This week, I was named on three different lists:
It’s always great to be featured on these lists. To be honest, if I wasn’t listed on these, I’d be disappointed. I work my balls off to put out good info and positively influence the strength training community, so it’s good to be noticed. I did some investigating and saw that Google Trends shows that my popularity is currently at an all-time high. The Alexa ranking for my website outperforms every one-person strength and conditioning blog on the Internet and my website traffic is at an all-time high. I published 10 peer-reviewed articles in 2014, which is more than almost anyone on these lists (most people have no idea how much work goes into journal article publishing). My Facebook Fitness page now has over 54,000 followers (and they’re all legit). And the quality of my content has consistently risen. Chris and I publish the best research review on the Internet for new strength training, biomechanics, and physical therapy research – we sift through around 100 journals every month in order to positively influence the way personal trainers, strength coaches, and physical therapists conduct their business.
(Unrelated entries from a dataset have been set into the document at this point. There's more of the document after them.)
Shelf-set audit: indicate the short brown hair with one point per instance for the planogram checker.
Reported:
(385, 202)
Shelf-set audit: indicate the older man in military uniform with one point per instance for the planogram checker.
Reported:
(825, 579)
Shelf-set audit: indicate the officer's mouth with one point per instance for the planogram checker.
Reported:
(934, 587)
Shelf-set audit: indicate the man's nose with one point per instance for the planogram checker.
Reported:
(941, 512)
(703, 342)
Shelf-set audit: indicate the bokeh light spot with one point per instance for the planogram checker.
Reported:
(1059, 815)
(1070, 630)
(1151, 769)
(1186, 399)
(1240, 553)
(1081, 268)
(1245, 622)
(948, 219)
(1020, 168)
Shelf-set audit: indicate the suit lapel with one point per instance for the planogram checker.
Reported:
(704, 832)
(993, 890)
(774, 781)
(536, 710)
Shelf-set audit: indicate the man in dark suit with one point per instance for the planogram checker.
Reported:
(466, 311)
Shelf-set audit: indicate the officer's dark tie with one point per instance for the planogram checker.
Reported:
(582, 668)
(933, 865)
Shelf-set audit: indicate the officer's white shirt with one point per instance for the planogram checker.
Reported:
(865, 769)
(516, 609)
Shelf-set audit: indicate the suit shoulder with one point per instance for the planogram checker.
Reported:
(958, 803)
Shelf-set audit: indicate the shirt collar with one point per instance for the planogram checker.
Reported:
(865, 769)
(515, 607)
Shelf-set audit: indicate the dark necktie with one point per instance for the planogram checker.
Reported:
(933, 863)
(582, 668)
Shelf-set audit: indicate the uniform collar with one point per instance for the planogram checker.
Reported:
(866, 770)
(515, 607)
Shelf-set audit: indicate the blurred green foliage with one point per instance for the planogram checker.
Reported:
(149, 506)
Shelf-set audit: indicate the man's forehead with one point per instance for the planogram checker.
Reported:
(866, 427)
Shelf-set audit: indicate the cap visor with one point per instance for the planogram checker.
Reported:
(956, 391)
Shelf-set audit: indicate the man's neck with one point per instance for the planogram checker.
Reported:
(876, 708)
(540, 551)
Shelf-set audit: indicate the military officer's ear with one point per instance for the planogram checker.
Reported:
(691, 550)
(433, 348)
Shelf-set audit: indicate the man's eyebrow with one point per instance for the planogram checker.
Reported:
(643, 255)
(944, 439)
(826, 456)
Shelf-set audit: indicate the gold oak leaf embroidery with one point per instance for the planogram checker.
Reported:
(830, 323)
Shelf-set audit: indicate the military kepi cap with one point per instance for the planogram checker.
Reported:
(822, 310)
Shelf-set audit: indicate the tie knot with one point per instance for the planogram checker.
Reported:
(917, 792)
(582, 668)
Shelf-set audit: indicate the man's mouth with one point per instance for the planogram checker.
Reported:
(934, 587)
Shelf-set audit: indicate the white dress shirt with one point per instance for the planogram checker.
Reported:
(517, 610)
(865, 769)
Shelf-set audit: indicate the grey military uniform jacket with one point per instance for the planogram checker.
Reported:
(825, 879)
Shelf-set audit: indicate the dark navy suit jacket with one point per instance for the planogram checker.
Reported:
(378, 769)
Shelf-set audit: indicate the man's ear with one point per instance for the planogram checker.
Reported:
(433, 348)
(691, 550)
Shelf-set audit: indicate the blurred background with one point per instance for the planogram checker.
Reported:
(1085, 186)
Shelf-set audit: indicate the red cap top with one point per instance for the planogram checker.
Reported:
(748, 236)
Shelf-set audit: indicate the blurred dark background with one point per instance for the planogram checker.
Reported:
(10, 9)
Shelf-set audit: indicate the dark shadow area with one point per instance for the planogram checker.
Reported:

However, I won’t lie. The competitive side in me wishes I was listed higher on these lists. In addition, I’m disappointed when 1) my favorite colleagues aren’t featured on the lists alongside me, and 2) when certain pseudoscientific individuals make the lists, indicating that you don’t have to be credible, just popular. And the criteria for these lists is never clear to me; is objective criteria being used or is it solely subjective?
For example, in 2013, I was listed at #23 on the JMax Fitness blog, then in 2014, I was listed at #4. Now it’s 2015 and I sunk to #13, even though I kicked some serious butt in 2014. With the Greatist list, I was listed at #70 in 2013 and #55 in 2014, but now I’m back down to #64. When I travel, I purposely attend commercial gyms because I want to see what gym-goers are doing around the word. I’ve personally witnessed that people are using my methods over and above probably any other expert out there. So what’s a blogger gotta do to rise up on these lists?
Nevertheless, right now I’d like to focus on what made me happy about the lists. Many of my colleagues and favorite writers including Brad Schoenfeld, Ben Bruno, Tony Gentilcore, Alan Aragon, Layne Norton, Sohee Walsh, Menno Henselmanns, Spencer Nadolsky, and Mike Tuchscherer were named (I know I’m leaving a lot of friends and colleagues out, these are just people who came to mind at first thought). And certain gurus who I won’t name were not on the lists, indicating that people are catching on to pseudoscience. Hurrah for science! Thanks to my readers for continued support and thanks to Greatist, JMax Fitness, and Stack for including me on their lists.